Il a qualifié d’»extrêmement barbare» le traitement réservé aux prisonniers du centre de détention d’Abou Ghraib, et estimé que cela démontrait à quelles extrémités les êtres humains pouvaient arriver, spécialement en temps de guerre. «Il est, peut-être, significatif que la prison d’Abou Ghraib n’avait pas d’aumônier assigné, bien que les règles de l’armée l’exigent», a-t-il relevé.

Le cours dispensé au Vatican, centré sur la coopération entre les religions pour promouvoir le droit humanitaire et les droits de l’homme dans les situations de conflit, était soutenu par la Congrégation pour les évêques et les Conseils pontificaux «Justice et Paix» et pour le Dialogue interreligieux et pour la Promotion de l’unité des chrétiens.

L’aumônier témoin d’un acte de torture doit réagir

L’archevêque O’Brien a rappelé aux participants du cours l’obligation de la communauté militaire internationale de prendre au sérieux et de respecter les croyances religieuses des autres.

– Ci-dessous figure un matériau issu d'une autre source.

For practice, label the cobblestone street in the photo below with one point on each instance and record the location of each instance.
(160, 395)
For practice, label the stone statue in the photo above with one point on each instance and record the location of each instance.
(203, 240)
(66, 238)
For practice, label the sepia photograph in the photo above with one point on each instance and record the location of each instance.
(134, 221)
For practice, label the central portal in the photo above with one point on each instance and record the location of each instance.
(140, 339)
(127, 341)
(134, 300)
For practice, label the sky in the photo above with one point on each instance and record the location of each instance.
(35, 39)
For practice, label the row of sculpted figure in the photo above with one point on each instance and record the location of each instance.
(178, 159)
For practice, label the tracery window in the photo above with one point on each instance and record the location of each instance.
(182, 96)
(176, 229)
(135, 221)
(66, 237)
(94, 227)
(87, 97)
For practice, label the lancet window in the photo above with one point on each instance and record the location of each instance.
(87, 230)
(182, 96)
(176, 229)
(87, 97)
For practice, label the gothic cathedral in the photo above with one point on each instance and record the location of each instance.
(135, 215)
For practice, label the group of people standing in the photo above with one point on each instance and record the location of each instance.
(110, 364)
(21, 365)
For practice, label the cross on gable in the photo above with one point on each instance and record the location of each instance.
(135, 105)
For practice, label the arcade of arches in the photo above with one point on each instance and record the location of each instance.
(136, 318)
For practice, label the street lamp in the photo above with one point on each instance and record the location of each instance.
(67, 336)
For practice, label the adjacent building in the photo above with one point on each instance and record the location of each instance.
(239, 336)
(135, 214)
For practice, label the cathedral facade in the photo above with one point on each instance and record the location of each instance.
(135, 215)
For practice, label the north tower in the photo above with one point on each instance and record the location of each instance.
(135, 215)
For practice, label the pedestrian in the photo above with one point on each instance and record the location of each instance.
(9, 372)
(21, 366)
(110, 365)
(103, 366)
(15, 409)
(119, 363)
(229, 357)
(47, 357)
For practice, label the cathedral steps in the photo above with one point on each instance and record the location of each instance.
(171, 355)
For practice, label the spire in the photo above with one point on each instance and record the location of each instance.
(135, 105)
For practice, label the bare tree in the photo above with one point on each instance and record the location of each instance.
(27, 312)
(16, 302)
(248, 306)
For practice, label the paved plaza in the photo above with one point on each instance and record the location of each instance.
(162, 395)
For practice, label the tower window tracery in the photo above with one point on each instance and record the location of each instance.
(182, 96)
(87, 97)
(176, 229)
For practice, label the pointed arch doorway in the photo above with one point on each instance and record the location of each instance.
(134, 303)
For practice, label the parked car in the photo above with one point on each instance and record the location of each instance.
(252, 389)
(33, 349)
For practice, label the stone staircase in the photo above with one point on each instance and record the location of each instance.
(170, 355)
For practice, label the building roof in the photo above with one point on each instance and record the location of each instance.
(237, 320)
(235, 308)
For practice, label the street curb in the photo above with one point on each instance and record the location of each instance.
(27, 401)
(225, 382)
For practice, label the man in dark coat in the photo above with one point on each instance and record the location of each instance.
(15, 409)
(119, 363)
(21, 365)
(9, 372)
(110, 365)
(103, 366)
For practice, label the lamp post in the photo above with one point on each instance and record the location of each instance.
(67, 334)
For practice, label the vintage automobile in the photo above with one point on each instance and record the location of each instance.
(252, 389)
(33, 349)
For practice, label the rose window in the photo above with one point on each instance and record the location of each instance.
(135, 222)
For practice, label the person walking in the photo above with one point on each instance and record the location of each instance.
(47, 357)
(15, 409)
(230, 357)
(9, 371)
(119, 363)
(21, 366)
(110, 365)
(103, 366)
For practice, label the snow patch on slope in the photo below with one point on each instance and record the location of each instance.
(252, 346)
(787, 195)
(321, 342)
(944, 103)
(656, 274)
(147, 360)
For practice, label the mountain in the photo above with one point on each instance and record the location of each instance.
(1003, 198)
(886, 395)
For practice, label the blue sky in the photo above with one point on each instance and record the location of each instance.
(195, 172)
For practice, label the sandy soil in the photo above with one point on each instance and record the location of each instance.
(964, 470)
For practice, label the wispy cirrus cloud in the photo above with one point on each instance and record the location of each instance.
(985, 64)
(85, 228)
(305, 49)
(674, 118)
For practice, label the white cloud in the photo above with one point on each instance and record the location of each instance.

C’est «critique aujourd’hui» étant donné l’engagement croissant de forces de maintien de la paix multinationales et des tensions persistantes au Moyen-Orient. Il a insisté sur le fait que les aumôniers militaires devaient avoir une solide formation dans leur propre tradition religieuse mais également connaître et respecter la foi des autres croyances.

La connaissance et le respect des autres croyances religieuses doivent aller jusqu’à fournir aux prisonniers, pour pouvoir prier et célébrer leur culte, des accessoires qui ne sont normalement pas accessibles. Ainsi les prisonniers musulmans devraient, dans la mesure du possible, pouvoir disposer de tapis de prière et d’un Coran.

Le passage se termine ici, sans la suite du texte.